Integrated Funding Needed to Improve Healthcare Impact

January 17, 2017

– The C.D. Howe Institute is an independent not-for-profit research institute whose mission is to raise living standards by fostering economically sound public policies through research that is nonpartisan, evidence-based and subject to definitive expert review.

CANADA – Canada needs to break down payment silos for more effective healthcare, according to a new report from the C.D. Howe Institute. In “Integrated Funding: Connecting the Silos for the Healthcare We Need,” authors Jason M. Sutherland and Erik Hellsten provide an overview of provincial silo-based payment models and draw lessons for Canada from international integrated payment reforms.

“Once held in high esteem worldwide, Canadian healthcare scores poorly against similarly high-spending OECD peers in recent international comparisons,” remarked Sutherland. “Only the United States prevents us from occupying last place,” added Hellsten.

The erosion of Canadian healthcare has been attributed to the failure of the provinces to adapt their aging health systems to the changing face of healthcare demand. Healthcare delivery silos are arbitrarily divided among hospitals, specialists, and the provision of prescription drugs, primary care, and home and community care.
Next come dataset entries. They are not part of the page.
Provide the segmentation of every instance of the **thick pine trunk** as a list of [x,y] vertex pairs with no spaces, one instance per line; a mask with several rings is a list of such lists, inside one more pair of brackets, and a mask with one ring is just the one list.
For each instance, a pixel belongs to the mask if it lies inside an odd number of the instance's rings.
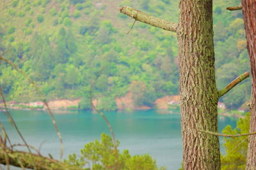
[[[243,15],[252,76],[250,132],[256,131],[256,0],[242,0]],[[249,136],[246,169],[256,169],[256,136]]]
[[184,169],[220,169],[212,0],[180,0],[177,35]]

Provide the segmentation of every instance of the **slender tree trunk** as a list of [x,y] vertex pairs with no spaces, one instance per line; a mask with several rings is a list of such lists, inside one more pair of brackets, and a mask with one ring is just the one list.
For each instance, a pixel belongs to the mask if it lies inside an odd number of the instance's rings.
[[181,0],[177,36],[184,169],[220,169],[212,0]]
[[[252,76],[250,132],[256,131],[256,0],[242,0],[243,15]],[[249,136],[246,169],[256,169],[256,136]]]

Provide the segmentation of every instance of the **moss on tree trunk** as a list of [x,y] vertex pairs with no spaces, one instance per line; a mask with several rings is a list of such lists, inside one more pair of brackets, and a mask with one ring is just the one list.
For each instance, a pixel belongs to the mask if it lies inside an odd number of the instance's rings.
[[180,1],[177,29],[184,169],[220,169],[212,0]]

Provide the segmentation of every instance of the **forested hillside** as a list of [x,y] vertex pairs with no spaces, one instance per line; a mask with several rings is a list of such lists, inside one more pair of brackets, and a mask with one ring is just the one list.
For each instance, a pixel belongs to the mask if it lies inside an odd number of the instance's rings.
[[[214,2],[218,88],[250,71],[241,11],[225,10],[239,3]],[[82,98],[82,108],[90,107],[97,76],[93,96],[109,110],[115,108],[115,97],[129,91],[138,105],[178,94],[175,34],[136,22],[127,34],[134,20],[119,13],[124,5],[178,20],[178,0],[1,0],[0,50],[36,81],[47,99]],[[38,100],[26,78],[3,62],[0,74],[8,100]],[[250,95],[248,79],[222,101],[236,108]]]

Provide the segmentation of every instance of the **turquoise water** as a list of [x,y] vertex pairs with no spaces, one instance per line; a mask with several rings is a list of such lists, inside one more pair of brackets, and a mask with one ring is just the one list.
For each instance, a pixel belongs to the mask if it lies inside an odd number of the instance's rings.
[[[51,153],[59,158],[58,138],[47,113],[16,110],[11,113],[29,144],[37,148],[41,145],[42,154]],[[120,150],[128,149],[132,155],[149,153],[159,166],[164,166],[168,169],[180,167],[182,155],[179,113],[163,114],[149,110],[104,114],[120,141]],[[91,111],[55,111],[54,117],[63,138],[64,157],[72,153],[79,154],[85,143],[99,139],[102,132],[109,134],[101,117]],[[227,124],[233,127],[236,125],[234,118],[221,117],[219,120],[220,129]],[[22,143],[3,112],[0,112],[0,122],[13,143]]]

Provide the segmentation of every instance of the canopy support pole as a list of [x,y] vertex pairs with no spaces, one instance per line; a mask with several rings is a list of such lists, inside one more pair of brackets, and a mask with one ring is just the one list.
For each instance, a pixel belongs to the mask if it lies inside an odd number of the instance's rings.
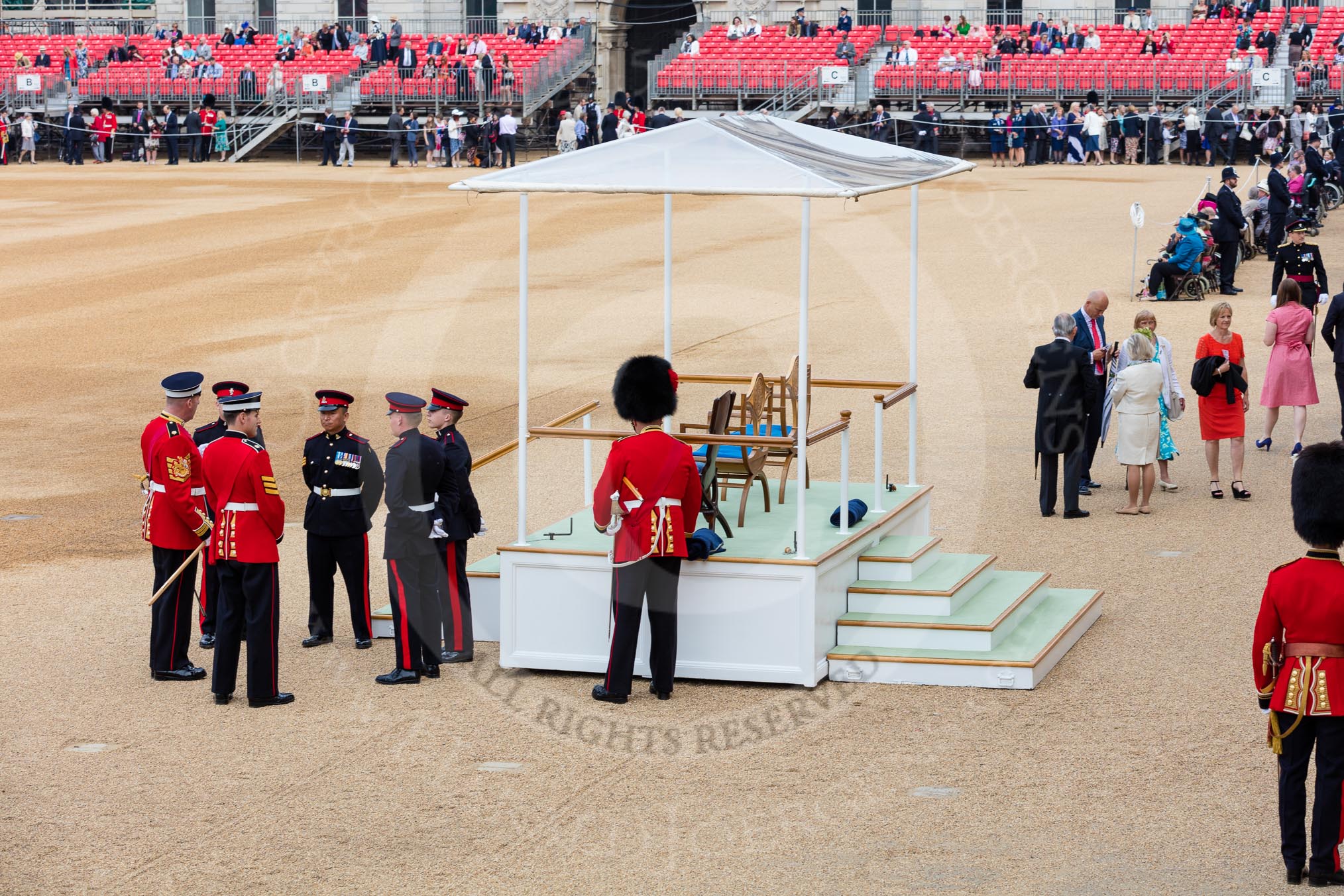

The authors examine international integrated payment models that distribute single payments or funding envelopes across groups of providers to foster shared financial incentives.

They note emerging policy reforms in the United States, the Netherlands, England, and Germany go beyond the traditional payment silos in healthcare to introduce new financial flows that bridge sectors and settings. New models such as bundled payments and accountable care organizations disburse single payments across groups of provider entities, offering shared financial incentives to improve coordination, efficiency, and effectiveness across a patient’s entire journey.

Although still in their infancy, early evaluations have found compelling evidence of the potential for some of these models to reduce healthcare costs while maintaining or improving the quality of care.

The authors recommend the federal government and the provinces consider taking action on several key fronts as part of a broader Canadian payment reform strategy:

  1. Articulate a clear national vision and end goal for integrated payment models;
  2. Establish a national centre of excellence in payment and delivery models, with provincial spokes;
  3. Engage physician groups at the national and provincial levels;
  4. Build analytic capacity at the national, provincial, and regional levels; and
  5. Design and implement demonstration projects with an eye toward evaluation and either scaling up or winding down.